Plants form calluses and regenerate new organs when incubated on phytohormone-containing media. While accumulating evidence suggests that these regenerative processes are governed by transcriptional networks orchestrating wound response and developmental transitions, it remains unknown if posttranslational regulatory mechanisms are involved in this process. In this study, we demonstrate that SAP AND MIZ1 DOMAIN- CONTAINING LIGASE1 (SIZ1), an E3 ligase-catalyzing attachment of the SMALL UBIQUITIN-LIKE MODIFIER (SUMO) to proteins, regulates wound-induced signal transduction and organ regeneration in Arabidopsis (Arabidopsis thaliana). We show that loss-of-function mutants for SIZ1 exhibit overproduction of shoot meristems under in vitro tissue culture conditions, while this defect is rescued in a complementation line expressing pSIZ1::SIZ1. RNA sequencing analysis revealed that siz1-2 mutants exhibit enhanced transcriptional responses to wound stress, resulting in the hyper-induction of over 400 genes immediately after wounding. Among them, we show that elevated levels of WOUND INDUCED DEDIFFERENTIATION1 (WIND1) and WIND2 contribute to the enhanced shoot regeneration observed in siz1 mutants, as expression of the dominant-negative chimeric protein WIND1-SRDX (SUPERMAN repression domain) in siz1-3 mutants partly rescues this phenotype. Although compromised SIZ1 function does not modify the transcription of genes implicated in auxin-induced callus formation and/or pluripotency acquisition, it does lead to enhanced induction of cytokinin-induced shoot meristem regulators such as WUSCHEL, promoting the formation of WUSCHEL-expressing foci in explants. This study thus suggests that SIZ1 negatively regulates shoot regeneration in part by repressing wound-induced developmental reprogramming.

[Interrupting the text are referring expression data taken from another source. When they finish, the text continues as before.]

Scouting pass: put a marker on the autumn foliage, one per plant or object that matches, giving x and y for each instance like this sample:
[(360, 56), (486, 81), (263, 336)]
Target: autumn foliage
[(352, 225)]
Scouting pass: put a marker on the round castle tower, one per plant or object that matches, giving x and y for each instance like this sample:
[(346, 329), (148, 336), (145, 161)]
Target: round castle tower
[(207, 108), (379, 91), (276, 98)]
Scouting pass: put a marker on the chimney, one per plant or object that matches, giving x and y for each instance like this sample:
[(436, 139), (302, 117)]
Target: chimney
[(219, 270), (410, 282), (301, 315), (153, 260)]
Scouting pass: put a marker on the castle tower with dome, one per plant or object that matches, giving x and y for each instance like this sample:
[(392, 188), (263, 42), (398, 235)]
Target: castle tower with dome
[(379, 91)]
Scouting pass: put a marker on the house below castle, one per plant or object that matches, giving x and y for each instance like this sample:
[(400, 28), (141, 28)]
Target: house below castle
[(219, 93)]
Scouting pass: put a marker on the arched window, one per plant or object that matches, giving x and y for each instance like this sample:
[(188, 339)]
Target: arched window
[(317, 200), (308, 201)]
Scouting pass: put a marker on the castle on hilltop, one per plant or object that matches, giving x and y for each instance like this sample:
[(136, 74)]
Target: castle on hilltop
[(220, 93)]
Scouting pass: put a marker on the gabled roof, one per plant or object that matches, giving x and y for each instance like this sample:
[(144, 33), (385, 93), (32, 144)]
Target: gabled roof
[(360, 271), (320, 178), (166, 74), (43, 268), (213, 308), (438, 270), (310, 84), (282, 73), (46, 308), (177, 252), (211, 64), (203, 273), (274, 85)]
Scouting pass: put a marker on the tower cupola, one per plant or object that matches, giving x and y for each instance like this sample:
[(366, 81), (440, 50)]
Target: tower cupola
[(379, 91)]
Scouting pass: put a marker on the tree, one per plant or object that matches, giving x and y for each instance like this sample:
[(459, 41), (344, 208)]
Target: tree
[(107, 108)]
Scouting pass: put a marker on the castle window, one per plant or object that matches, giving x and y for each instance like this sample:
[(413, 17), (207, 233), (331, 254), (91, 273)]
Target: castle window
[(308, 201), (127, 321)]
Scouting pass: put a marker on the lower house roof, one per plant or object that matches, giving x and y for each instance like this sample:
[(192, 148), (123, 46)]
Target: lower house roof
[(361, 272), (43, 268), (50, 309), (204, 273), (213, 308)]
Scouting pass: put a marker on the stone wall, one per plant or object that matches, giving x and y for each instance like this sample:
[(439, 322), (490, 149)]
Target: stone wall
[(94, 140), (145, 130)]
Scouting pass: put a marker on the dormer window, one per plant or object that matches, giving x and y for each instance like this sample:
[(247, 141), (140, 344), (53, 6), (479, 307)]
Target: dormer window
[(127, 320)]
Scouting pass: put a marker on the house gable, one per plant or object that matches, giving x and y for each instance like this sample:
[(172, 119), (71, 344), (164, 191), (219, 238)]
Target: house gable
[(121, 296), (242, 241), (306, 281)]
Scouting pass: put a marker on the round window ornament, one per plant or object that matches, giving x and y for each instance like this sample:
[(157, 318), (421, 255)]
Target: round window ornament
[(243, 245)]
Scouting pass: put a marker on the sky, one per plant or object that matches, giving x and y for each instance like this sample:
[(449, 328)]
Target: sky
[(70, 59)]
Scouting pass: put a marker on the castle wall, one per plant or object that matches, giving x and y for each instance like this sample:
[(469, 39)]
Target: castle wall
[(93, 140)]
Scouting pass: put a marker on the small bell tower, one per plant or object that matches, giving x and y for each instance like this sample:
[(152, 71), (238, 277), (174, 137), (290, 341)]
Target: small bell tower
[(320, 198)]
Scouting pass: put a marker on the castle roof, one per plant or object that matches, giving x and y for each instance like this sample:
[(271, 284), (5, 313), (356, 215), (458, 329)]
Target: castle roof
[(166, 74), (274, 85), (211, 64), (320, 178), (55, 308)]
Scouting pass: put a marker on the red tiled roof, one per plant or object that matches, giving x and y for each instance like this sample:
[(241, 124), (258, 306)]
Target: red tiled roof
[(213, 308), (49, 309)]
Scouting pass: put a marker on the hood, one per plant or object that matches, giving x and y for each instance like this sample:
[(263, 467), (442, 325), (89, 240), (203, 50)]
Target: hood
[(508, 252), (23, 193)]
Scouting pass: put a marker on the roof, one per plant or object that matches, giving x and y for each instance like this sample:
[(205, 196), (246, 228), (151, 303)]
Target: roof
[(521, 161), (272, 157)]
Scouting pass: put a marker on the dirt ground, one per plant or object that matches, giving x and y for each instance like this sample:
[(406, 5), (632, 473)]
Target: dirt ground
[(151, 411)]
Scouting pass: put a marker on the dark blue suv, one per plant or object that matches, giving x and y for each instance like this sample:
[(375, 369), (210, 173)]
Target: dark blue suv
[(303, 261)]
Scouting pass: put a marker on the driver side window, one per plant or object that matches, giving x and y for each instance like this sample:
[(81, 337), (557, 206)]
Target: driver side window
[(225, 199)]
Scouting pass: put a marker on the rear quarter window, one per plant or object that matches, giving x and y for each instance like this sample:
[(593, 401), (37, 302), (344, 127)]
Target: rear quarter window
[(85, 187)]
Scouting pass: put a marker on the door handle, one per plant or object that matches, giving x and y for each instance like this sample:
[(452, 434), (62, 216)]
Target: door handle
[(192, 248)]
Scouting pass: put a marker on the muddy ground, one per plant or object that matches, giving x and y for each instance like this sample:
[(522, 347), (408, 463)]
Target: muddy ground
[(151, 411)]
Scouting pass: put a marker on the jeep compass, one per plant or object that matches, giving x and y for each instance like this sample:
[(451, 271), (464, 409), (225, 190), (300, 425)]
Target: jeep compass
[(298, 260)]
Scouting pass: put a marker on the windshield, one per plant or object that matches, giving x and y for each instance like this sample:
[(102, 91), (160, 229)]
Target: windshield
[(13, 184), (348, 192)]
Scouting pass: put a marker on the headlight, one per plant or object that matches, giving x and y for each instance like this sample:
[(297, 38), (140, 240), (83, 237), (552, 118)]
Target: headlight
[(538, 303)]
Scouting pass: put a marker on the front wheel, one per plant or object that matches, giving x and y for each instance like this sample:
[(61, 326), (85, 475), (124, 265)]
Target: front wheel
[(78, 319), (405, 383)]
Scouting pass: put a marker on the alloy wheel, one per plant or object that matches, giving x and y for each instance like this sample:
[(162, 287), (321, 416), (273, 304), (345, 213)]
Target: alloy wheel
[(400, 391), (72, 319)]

当植物在含有植物激素的培养基上培育时，会形成愈伤组织并再生新的器官。虽然越来越多的证据表明这些再生过程是由协调伤口反应和发育转变的转录网络控制的，但翻译后调节机制是否参与该过程仍然未知。在本研究中，我们证明 SAP 和 MIZ1 结构域包含的连接酶 1 (SIZ1) 是一种 E3 连接酶催化小泛素样修饰剂 (SUMO) 与蛋白质的连接，调节拟南芥中伤口诱导的信号转导和器官再生。拟南芥）。我们发现， SIZ1的功能丧失突变体在体外组织培养条件下表现出芽分生组织的过度生成，而这种缺陷在表达pSIZ1 :: SIZ1的互补系中得到了挽救。RNA测序分析显示，siz1-2突变体对伤口应激表现出增强的转录反应，导致受伤后立即过度诱导超过400个基因。其中，我们发现伤口诱导去分化1（WIND1）和WIND2水平升高有助于在siz1突变体中观察到的芽再生增强，因为siz1-3突变体中显性失活嵌合蛋白WIND1-SRDX（SUPERMAN抑制域）的表达部分挽救了这种表型。虽然受损的SIZ1功能不会改变与生长素诱导的愈伤组织形成和/或多能性获得相关的基因的转录，但它确实会导致细胞分裂素诱导的芽分生组织调节因子（例如WUSCHEL）的诱导增强，从而促进 WUSCHEL 表达灶的形成。外植体。因此，这项研究表明，SIZ1 部分通过抑制伤口诱导的发育重编程来负向调节芽再生。